ATP and STAT are tools to debug abnormal program terminations such as segfaults. ATP (Abnormal Termination Processing) monitors a program while it runs. If the program crashes, ATP will invoke STAT (the Stack Trace Analysis Tool) to merge the stack backtraces of the application processes to an output file "atpMergedBT.dot". This merged stack backtrace file may then be visualized using STAT's visualization tool, stat-view.
Using ATP with stat-view
When you try to run you get a segfault. After running, the job's stderr file (which defaults to $COBALT_JOBID.error) contains:
user@thetalogin6:~> cat $COBALT_JOBID.error _pmiu_daemon(SIGCHLD): [NID 03834] [c7-1c2s14n2] [Sat Aug 18 03:21:19 2018] \ PE RANK 30 exit signal Segmentation fault [NID 03834] 2018-08-18 03:21:19 Apid 4938801: initiated application termination
ATP and stat-view can be used to look into the segfault.

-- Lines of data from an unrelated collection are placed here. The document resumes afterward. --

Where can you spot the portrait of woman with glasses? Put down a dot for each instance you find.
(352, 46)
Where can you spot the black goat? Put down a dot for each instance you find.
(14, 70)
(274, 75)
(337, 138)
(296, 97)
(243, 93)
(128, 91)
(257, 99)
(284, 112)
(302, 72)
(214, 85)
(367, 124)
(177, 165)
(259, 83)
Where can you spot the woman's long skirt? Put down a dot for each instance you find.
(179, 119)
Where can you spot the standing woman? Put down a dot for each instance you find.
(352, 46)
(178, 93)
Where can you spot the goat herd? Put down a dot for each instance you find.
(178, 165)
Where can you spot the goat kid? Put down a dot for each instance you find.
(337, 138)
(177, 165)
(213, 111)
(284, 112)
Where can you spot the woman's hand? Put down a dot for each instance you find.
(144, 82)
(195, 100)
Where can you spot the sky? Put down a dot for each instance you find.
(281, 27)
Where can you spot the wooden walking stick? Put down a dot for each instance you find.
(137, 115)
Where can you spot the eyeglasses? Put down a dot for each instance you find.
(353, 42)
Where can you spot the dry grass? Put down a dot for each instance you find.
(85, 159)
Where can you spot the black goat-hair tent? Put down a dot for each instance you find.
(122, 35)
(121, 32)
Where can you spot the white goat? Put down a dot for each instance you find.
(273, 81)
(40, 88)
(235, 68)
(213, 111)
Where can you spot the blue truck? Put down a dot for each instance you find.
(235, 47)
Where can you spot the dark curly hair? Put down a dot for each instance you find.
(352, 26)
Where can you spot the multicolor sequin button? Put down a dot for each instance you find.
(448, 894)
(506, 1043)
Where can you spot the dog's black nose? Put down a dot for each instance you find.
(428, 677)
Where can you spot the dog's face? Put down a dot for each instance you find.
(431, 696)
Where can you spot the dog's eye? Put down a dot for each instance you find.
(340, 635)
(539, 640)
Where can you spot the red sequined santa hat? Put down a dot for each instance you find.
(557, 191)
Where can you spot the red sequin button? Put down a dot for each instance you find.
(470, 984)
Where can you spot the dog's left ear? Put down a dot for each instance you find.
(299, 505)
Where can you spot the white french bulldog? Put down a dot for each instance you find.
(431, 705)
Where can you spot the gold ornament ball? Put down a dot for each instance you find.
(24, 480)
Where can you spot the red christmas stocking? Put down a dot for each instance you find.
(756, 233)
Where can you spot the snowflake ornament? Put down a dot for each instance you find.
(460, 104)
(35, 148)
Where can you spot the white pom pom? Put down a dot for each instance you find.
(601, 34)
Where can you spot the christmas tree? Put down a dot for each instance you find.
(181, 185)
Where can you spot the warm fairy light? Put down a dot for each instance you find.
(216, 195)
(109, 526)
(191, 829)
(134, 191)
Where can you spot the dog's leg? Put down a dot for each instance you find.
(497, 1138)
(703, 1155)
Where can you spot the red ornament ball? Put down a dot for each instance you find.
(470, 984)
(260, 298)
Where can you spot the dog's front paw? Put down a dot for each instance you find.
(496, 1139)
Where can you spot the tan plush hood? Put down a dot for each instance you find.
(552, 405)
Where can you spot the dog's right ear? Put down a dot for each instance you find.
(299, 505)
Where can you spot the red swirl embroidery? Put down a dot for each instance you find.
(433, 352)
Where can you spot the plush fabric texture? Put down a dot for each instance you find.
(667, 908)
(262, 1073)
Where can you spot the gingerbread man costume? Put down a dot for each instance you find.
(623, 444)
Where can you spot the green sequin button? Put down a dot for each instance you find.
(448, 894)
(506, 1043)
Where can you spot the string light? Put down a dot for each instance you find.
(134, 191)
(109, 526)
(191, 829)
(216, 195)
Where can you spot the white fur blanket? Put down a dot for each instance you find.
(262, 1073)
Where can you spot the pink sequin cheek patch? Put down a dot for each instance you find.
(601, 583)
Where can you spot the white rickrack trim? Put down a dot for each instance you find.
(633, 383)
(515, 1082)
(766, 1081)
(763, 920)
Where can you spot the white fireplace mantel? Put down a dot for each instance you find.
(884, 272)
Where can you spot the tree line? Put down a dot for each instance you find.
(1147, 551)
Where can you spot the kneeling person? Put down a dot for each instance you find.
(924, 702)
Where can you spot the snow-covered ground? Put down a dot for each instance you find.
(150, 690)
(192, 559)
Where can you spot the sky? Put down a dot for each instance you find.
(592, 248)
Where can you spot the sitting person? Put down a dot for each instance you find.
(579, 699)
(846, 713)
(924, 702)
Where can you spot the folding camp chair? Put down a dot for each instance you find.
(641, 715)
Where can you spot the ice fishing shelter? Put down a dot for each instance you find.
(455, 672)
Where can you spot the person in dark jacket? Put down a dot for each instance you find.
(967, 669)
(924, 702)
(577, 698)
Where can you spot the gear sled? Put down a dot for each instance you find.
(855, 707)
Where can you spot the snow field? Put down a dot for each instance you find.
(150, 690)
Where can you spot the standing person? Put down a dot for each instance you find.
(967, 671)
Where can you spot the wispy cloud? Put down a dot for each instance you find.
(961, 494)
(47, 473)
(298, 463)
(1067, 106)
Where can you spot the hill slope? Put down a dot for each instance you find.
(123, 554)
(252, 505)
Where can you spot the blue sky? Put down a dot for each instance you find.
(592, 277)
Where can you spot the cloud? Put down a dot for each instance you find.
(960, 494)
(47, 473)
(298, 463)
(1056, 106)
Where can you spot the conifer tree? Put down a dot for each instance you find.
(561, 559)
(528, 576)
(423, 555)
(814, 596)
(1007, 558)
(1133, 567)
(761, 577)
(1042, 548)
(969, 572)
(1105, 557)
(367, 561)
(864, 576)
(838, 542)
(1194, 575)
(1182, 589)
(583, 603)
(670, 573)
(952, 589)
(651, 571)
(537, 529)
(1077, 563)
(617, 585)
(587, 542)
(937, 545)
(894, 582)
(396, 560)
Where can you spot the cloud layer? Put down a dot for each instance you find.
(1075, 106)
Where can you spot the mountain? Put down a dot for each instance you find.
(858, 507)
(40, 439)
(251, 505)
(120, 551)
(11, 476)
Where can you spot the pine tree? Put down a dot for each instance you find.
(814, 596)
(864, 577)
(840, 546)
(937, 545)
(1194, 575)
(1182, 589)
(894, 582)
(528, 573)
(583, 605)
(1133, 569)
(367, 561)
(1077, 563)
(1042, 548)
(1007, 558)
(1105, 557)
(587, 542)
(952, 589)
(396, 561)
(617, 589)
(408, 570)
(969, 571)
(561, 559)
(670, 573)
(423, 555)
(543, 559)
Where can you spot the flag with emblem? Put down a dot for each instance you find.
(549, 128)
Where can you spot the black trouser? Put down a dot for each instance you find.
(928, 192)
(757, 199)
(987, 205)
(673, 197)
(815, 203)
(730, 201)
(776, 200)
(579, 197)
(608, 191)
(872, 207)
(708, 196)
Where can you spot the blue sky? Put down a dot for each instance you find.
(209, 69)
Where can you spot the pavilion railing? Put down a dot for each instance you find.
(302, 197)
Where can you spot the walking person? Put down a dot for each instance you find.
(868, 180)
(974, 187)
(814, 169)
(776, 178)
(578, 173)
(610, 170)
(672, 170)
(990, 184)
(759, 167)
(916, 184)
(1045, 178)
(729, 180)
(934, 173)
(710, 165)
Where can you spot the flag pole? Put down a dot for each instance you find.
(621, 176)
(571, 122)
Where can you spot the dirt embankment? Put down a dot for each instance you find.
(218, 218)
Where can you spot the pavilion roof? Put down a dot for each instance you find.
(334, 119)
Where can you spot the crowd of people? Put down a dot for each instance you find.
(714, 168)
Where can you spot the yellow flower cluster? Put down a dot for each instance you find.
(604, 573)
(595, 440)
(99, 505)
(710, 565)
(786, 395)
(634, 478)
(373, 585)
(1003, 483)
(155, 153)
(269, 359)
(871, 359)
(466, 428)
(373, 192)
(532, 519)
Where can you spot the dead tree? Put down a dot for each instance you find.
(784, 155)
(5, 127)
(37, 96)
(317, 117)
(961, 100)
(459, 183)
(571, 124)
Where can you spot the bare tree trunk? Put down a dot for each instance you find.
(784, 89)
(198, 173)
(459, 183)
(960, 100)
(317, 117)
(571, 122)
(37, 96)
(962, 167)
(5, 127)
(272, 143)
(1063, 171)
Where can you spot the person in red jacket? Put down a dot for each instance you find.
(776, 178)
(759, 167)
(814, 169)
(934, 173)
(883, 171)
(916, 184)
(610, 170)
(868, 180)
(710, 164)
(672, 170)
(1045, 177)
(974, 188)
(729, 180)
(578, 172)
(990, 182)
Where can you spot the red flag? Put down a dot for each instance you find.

To use ATP, the ATP module should be loaded before linking your application . By default it is loaded on Theta, but to verify this, run module list, and check that the atp module is loaded.
user@thetalogin6:~> module list Currently Loaded Modulefiles: 1) modules/22.214.171.124 2) intel/126.96.36.199 3) craype-network-aries ... 16) atp/2.1.2 17) perftools-base/7.0.2 ...
Running the code
Next, the environment variable ATP_ENABLED must be set in the job script to enable ATP.